Thousands of GPUs process data streams continuously inside those buildings, using enormous amounts of power from neighboring electrical grids. The effects are already being felt in some areas. Over the past five years, the cost of electricity has increased dramatically in the vicinity of data center clusters. In anticipation of even greater demand, local utilities are covertly building transmission lines.
The AI industry may have undervalued this aspect of the problem.
The story’s environmental aspect is even more intricate. Data centers require cooling systems because they generate a lot of heat. Water is used in many establishments to prevent server overheating. For every kilowatt-hour of electricity used, a typical data center might use about 1.7 liters of water. The numbers quickly increase when you multiply that by thousands of machines operating continuously.
Some communities have started posing awkward queries. Who gains from these amenities? And who bears the environmental expense?
Last year, a local in Arizona reportedly made a joke about a new data center project, calling it “a cloud that drinks water.” Because it encapsulated something genuine, the phrase endured. Although AI may seem abstract and digital, its physical presence is becoming more apparent.

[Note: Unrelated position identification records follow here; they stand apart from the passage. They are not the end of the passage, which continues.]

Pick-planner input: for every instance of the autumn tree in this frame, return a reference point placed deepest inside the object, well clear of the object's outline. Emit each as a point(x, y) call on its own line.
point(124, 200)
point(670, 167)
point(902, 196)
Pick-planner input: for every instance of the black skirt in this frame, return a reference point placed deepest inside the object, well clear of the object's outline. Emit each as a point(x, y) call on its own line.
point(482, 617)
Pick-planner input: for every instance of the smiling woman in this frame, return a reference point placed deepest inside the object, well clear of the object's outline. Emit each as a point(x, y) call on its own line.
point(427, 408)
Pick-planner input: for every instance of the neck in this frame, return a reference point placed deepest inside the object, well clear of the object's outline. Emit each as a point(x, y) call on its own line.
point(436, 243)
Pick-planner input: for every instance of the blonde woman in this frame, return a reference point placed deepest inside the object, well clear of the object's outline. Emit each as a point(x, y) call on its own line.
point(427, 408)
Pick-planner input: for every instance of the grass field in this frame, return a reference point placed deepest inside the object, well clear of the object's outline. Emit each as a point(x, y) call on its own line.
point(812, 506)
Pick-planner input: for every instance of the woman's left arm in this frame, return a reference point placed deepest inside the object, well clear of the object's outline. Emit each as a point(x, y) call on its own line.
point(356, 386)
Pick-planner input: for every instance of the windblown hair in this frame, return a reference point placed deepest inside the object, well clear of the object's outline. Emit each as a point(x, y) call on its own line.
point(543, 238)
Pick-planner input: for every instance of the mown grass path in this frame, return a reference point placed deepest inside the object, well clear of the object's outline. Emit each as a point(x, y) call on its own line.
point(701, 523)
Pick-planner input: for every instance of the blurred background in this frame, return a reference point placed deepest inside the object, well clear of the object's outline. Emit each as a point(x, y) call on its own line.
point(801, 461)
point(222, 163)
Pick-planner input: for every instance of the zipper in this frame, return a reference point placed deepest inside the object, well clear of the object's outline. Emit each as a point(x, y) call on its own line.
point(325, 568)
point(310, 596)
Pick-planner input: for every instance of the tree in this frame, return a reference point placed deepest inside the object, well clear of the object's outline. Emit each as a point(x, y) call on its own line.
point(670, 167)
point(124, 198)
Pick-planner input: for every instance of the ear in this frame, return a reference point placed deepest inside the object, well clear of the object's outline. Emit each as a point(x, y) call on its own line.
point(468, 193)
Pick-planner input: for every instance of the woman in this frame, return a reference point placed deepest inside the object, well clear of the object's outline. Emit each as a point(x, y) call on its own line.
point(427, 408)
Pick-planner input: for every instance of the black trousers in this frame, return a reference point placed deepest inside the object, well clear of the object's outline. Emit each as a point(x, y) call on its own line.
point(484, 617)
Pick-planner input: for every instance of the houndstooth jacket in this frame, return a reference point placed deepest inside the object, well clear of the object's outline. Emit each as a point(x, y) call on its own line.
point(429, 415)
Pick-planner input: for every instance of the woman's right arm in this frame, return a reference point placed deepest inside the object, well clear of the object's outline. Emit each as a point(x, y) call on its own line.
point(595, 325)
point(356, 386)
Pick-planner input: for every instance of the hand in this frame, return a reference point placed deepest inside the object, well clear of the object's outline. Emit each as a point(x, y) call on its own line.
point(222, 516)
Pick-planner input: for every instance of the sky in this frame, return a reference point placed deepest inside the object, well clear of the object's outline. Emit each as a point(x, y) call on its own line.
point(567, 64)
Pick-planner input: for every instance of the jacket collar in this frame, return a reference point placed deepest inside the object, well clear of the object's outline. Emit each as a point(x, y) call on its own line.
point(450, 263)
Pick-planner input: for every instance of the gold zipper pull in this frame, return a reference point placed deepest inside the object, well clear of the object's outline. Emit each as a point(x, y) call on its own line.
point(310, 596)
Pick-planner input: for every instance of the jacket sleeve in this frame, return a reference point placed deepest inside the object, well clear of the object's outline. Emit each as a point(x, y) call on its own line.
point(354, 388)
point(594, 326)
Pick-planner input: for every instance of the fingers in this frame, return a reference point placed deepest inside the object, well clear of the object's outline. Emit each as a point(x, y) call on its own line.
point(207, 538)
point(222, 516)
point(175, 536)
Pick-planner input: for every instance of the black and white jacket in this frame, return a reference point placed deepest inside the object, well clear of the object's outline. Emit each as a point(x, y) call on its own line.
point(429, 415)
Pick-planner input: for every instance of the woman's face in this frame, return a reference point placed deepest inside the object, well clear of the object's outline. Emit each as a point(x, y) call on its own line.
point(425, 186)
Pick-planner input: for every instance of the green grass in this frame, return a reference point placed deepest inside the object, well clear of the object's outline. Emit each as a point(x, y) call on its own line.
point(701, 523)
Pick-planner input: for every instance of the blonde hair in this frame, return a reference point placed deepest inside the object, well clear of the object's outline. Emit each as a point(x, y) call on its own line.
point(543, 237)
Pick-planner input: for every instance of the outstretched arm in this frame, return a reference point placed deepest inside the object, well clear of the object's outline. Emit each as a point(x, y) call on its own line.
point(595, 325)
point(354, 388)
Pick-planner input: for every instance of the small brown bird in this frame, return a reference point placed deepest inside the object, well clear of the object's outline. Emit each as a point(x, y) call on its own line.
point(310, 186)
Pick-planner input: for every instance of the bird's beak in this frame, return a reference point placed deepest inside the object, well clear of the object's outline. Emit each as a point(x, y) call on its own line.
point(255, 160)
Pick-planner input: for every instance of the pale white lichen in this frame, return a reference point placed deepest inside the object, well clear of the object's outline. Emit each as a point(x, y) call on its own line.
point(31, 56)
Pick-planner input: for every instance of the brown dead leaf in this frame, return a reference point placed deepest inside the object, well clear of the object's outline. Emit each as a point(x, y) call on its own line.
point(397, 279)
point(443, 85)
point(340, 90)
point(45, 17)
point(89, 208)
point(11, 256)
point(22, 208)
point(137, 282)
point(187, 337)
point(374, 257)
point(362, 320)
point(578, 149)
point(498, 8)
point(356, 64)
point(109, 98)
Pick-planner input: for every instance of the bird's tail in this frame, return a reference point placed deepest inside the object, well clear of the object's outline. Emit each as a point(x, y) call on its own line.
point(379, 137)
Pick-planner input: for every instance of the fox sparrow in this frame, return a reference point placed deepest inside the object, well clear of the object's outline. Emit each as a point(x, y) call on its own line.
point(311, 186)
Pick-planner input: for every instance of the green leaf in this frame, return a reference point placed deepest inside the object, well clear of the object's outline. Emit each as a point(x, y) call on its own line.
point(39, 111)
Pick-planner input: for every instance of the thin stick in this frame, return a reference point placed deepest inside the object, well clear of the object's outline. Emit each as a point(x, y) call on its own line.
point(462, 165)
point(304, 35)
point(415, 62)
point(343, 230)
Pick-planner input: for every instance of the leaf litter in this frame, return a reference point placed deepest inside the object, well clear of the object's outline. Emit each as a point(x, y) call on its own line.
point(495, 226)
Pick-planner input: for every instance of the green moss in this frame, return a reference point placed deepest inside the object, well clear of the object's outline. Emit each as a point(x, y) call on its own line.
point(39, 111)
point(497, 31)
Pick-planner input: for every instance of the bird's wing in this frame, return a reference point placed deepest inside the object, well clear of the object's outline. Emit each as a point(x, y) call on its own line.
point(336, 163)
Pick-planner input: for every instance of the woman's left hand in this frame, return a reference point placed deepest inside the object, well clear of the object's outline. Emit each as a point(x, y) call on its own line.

Tech firms maintain that they are developing solutions. Google and Microsoft have committed to lowering carbon emissions and using renewable energy to power data centers. These pledges are important. However, the math is still unclear, particularly as models get bigger and demand for AI tools continues to grow worldwide.
Geopolitics is currently being shaped by the race for compute. In the upcoming ten years, nations with robust chip manufacturing, affordable electricity, and dependable infrastructure may have a significant advantage. Countries without those resources may be left out of the AI economy.
All of this has a peculiar irony. Many times, artificial intelligence is presented as a technology with boundless potential—cloud-based algorithms free from physical limitations. However, the story becomes more grounded as one digs deeper. cooling towers and wires. power facilities. systems of water.
It’s possible that the machines are digital. The price isn’t. It seems like we’re still in the early stages of this story as we watch the industry take off. AI will most likely change society and business. That seems obvious. How much infrastructure, money, and energy the world is willing to invest to make it work is still up in the air.